Schichten von Herren und Vasallen

Der Hintergrund zur Antwort

Sie veranschaulicht die mittelalterliche Hierarchie von Autorität und Pflichten innerhalb der grundbesitzenden Elite – vom König über die großen Fürsten bis zu minderen Herren und Rittern – verbunden durch Huldigung und Treueeid.
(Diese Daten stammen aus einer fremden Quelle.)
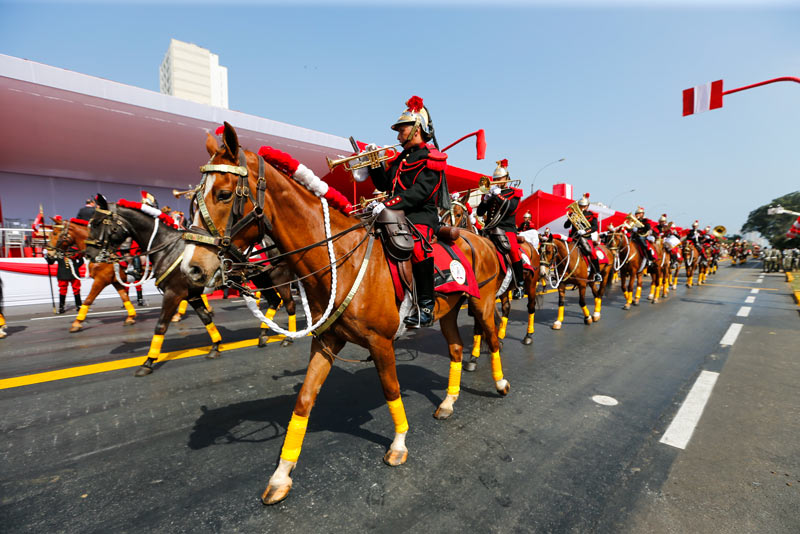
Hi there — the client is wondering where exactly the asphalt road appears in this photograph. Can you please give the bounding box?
[0,262,800,533]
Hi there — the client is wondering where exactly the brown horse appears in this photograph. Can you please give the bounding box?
[442,197,539,354]
[539,237,612,330]
[46,220,136,333]
[187,123,510,504]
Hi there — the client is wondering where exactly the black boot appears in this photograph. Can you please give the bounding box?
[511,260,525,300]
[405,258,436,328]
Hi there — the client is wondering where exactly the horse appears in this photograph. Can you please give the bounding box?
[441,198,539,352]
[45,219,136,333]
[539,236,611,330]
[608,228,647,310]
[182,122,510,504]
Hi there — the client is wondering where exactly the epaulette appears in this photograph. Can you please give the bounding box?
[426,148,447,171]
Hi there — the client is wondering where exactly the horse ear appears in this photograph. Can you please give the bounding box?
[206,132,219,156]
[222,121,239,159]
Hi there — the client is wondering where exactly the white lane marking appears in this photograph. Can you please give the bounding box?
[592,395,619,406]
[719,323,743,346]
[659,371,719,449]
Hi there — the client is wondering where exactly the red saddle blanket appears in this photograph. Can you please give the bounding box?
[386,242,480,300]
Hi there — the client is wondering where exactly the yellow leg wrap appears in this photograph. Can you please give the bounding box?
[281,413,308,462]
[75,302,89,321]
[472,334,481,358]
[386,397,408,434]
[147,334,164,360]
[492,350,503,382]
[447,362,461,395]
[206,323,222,343]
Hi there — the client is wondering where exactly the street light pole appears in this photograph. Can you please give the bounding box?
[531,158,567,195]
[608,189,636,209]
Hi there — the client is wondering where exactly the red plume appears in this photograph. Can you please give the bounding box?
[475,128,486,159]
[406,96,424,113]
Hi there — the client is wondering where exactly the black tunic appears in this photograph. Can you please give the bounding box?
[369,145,444,231]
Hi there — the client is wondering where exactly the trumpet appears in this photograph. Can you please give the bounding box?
[325,143,403,172]
[348,193,389,217]
[567,202,592,232]
[172,187,197,200]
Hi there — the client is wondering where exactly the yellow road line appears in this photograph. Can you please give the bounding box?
[0,336,292,389]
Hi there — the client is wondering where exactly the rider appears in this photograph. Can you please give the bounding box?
[564,193,603,282]
[45,215,83,314]
[517,211,533,232]
[367,96,447,328]
[476,159,525,298]
[631,206,656,261]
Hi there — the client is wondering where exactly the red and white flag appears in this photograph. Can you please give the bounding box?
[683,80,722,117]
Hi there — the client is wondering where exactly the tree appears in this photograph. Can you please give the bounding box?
[742,191,800,249]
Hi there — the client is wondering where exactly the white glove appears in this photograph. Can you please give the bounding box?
[372,202,386,217]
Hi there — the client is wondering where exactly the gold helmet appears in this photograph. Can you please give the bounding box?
[492,159,508,180]
[392,96,433,141]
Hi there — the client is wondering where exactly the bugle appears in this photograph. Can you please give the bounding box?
[325,143,402,172]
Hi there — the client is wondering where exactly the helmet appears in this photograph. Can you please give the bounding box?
[392,96,433,141]
[492,159,508,180]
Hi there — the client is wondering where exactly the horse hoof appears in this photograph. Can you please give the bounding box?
[133,365,153,376]
[261,479,292,505]
[433,406,453,420]
[495,378,511,397]
[383,449,408,467]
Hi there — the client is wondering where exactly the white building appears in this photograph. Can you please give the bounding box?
[159,39,228,109]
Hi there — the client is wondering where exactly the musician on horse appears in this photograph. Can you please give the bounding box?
[564,193,603,282]
[476,159,525,298]
[631,206,657,262]
[367,96,449,328]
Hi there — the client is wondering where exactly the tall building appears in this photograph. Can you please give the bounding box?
[159,39,228,109]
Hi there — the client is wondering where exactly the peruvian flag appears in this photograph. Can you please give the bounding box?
[683,80,722,117]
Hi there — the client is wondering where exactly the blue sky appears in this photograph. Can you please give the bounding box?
[0,1,800,231]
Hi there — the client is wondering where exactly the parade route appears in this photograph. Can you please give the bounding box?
[0,261,800,533]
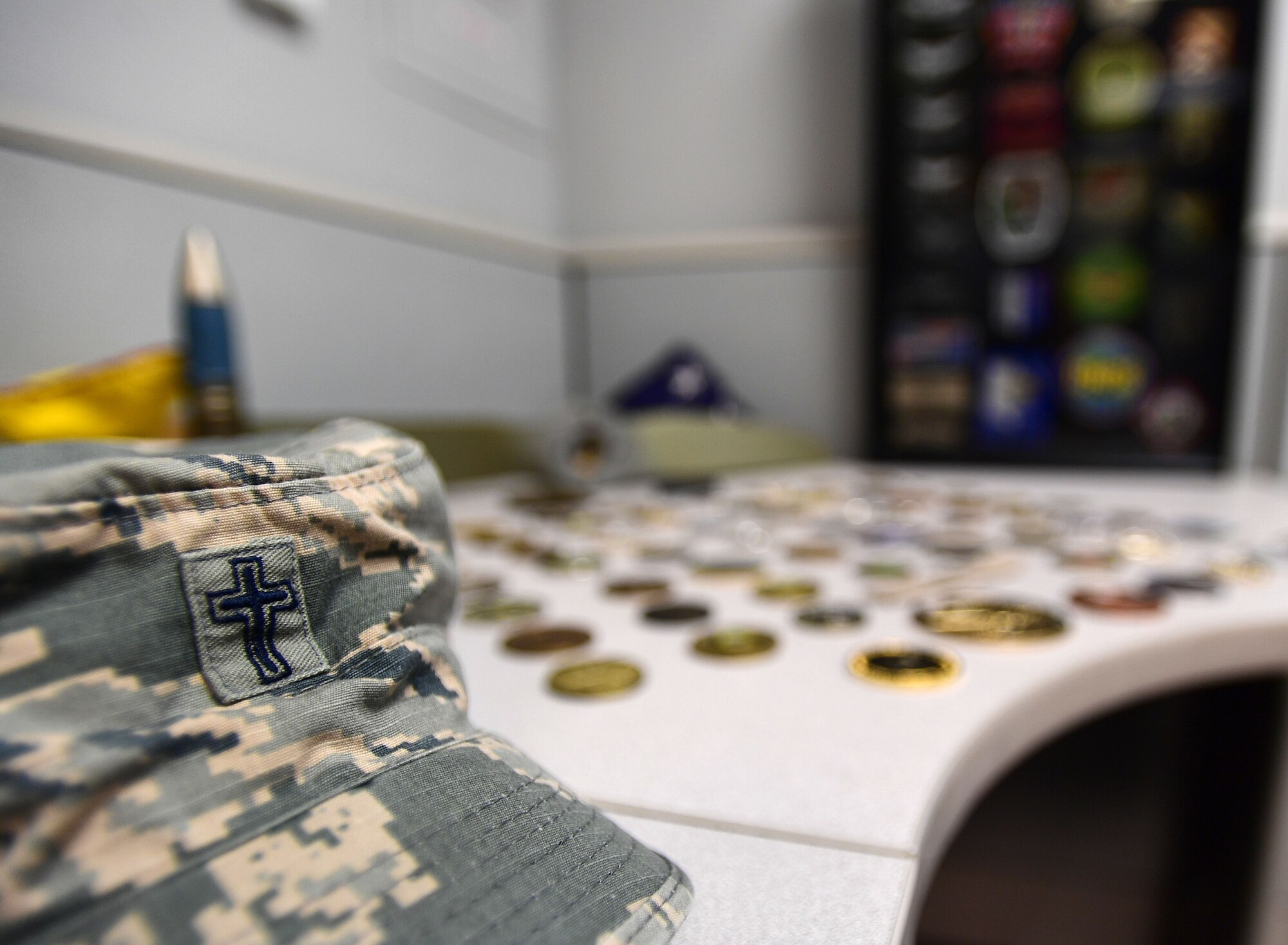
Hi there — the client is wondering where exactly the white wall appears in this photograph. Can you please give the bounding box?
[558,0,867,452]
[0,151,563,417]
[0,0,564,416]
[560,0,866,239]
Jede Stufe vergab Lehen (Land oder Einkünfte) an die darunterliegenden im Austausch für Kriegsdienst, Rat und Loyalität; im Gegenzug schuldeten die Oberen Schutz und Recht. Daher geht es um Beziehungen innerhalb der Herrenschicht und nicht um Bauern oder bloße Militärgrade.

Die „Pyramide“ ist eine moderne Vereinfachung. In der Praxis bildeten lehnsrechtliche Bindungen ein verwobenes Geflecht: Ein Ritter konnte mehreren Oberherren dienen, die Kirche war ein gewaltiger Grundbesitzer, und die Gebräuche variierten je nach Region. Rituale machten dies greifbar – Niederknien, ineinandergelegte Hände und symbolische Investitur mit einer Urkunde oder einer Erdscholle. In England schränkte das Statut Quia Emptores von 1290 sogar die Unterbelehnung ein und veränderte so die gestufte Ordnung.